Paciente de 58 anos, nuligesta, procura atendimento referindo aumento do volume abdominal há 3 meses, associado a desconforto pélvico e dispneia aos moderados esforços. Nega febre ou perda ponderal. Ao exame físico: massa pélvica palpável até cicatriz umbilical, macicez móvel em flancos e abdome distendido. Realizada ultrassonografia transvaginal que evidencia massa anexial direita complexa, multiloculada, com septos espessos e vegetações papilares, medindo 12 x 10 cm, associada a ascite moderada. CA-125: 680 U/mL. Tomografia de abdome e pelve demonstra implantes peritoneais < 2 cm em epíplon e ausência de doença extra-abdominal. CEA e AFP normais.

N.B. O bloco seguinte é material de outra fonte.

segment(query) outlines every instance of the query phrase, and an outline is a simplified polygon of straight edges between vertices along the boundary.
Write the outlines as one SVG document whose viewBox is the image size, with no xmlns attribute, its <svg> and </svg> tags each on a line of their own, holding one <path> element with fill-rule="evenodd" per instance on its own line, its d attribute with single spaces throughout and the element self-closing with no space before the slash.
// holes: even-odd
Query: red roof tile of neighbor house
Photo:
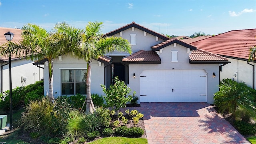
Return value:
<svg viewBox="0 0 256 144">
<path fill-rule="evenodd" d="M 0 45 L 7 42 L 7 40 L 5 38 L 5 36 L 4 36 L 4 34 L 6 32 L 12 32 L 14 34 L 12 42 L 18 43 L 19 40 L 22 39 L 22 38 L 21 37 L 21 34 L 22 32 L 22 30 L 16 28 L 0 27 Z M 12 59 L 15 59 L 19 58 L 19 57 L 18 57 L 16 56 L 12 56 Z M 7 60 L 8 59 L 8 57 L 0 57 L 0 60 L 4 61 Z"/>
<path fill-rule="evenodd" d="M 108 36 L 112 36 L 115 34 L 117 34 L 118 32 L 123 31 L 124 30 L 127 30 L 128 28 L 131 28 L 132 27 L 134 27 L 136 28 L 138 28 L 141 30 L 142 30 L 147 32 L 147 33 L 152 34 L 153 36 L 158 36 L 160 38 L 162 38 L 164 40 L 167 40 L 170 38 L 164 35 L 160 34 L 158 32 L 154 32 L 151 30 L 150 30 L 148 28 L 145 28 L 143 26 L 141 26 L 138 24 L 136 24 L 135 22 L 132 22 L 131 23 L 127 24 L 126 26 L 122 26 L 121 28 L 118 28 L 117 29 L 112 31 L 109 32 L 106 34 L 105 35 Z"/>
<path fill-rule="evenodd" d="M 143 63 L 161 63 L 161 59 L 156 52 L 151 50 L 140 50 L 137 52 L 126 56 L 122 60 L 123 62 L 146 62 Z"/>
<path fill-rule="evenodd" d="M 248 60 L 250 48 L 256 46 L 256 29 L 232 30 L 191 44 L 225 57 Z"/>
<path fill-rule="evenodd" d="M 230 63 L 228 59 L 223 56 L 198 48 L 192 51 L 189 55 L 190 62 L 219 62 L 221 63 Z"/>
<path fill-rule="evenodd" d="M 192 42 L 197 42 L 199 40 L 202 40 L 205 39 L 206 38 L 208 38 L 211 37 L 212 36 L 198 36 L 197 37 L 190 38 L 190 39 L 180 39 L 180 40 L 183 41 L 183 42 L 186 42 L 189 44 L 191 44 Z"/>
<path fill-rule="evenodd" d="M 176 37 L 176 38 L 179 40 L 188 40 L 192 39 L 192 38 L 190 37 L 184 36 L 178 36 Z"/>
</svg>

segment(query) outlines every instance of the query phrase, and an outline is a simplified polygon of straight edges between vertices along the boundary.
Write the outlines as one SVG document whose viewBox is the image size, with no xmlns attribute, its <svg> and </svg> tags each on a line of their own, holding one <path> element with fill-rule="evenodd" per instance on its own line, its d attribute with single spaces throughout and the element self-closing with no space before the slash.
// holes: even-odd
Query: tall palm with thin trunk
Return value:
<svg viewBox="0 0 256 144">
<path fill-rule="evenodd" d="M 111 53 L 114 50 L 132 53 L 130 45 L 127 40 L 121 37 L 105 36 L 102 34 L 101 29 L 102 24 L 101 22 L 89 22 L 79 36 L 80 40 L 77 46 L 73 48 L 74 50 L 71 53 L 73 56 L 83 58 L 87 63 L 86 99 L 84 104 L 84 105 L 86 103 L 86 113 L 93 113 L 94 110 L 90 88 L 92 59 L 97 60 L 99 56 Z M 67 25 L 60 26 L 56 29 L 62 30 L 59 31 L 68 35 L 69 31 L 66 32 L 63 30 L 69 29 L 70 26 Z"/>
<path fill-rule="evenodd" d="M 58 33 L 48 32 L 47 30 L 36 25 L 28 24 L 22 28 L 22 40 L 18 43 L 9 42 L 0 46 L 0 54 L 7 56 L 15 55 L 25 57 L 31 60 L 46 58 L 48 62 L 49 93 L 50 100 L 54 99 L 53 91 L 53 63 L 52 60 L 68 52 L 68 48 L 60 46 L 63 36 Z"/>
</svg>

Considerando o estadiamento e os critérios de ressecabilidade, qual a melhor conduta para esta paciente? 

  • Quimioterapia neoadjuvante com carboplatina e paclitaxel por 3 ciclos seguida de cirurgia citorredutora intervalar, reservando a linfadenectomia para casos com linfonodos clinicamente suspeitos.
  • Cirurgia citorredutora primária com objetivo de ressecção completa (R0) incluindo histerectomia, salpingo-ooforectomia bilateral, omentectomia infracólica e linfadenectomia pélvica e para-aórtica sistemática.
  • Laparoscopia diagnóstica com cálculo do índice de carcinomatose peritoneal (PCI) seguida de quimioterapia neoadjuvante se PCI > 20 ou cirurgia primária se PCI ≤ 20.
  • Cirurgia citorredutora primária visando ressecção macroscópica completa, porém sem linfadenectomia sistemática devido à ausência de linfonodos aumentados na tomografia.
  • Cirurgia citorredutora primária com histerectomia, salpingo-ooforectomia bilateral e omentectomia, seguida de linfadenectomia seletiva guiada por linfonodo sentinela com tecnécio-99.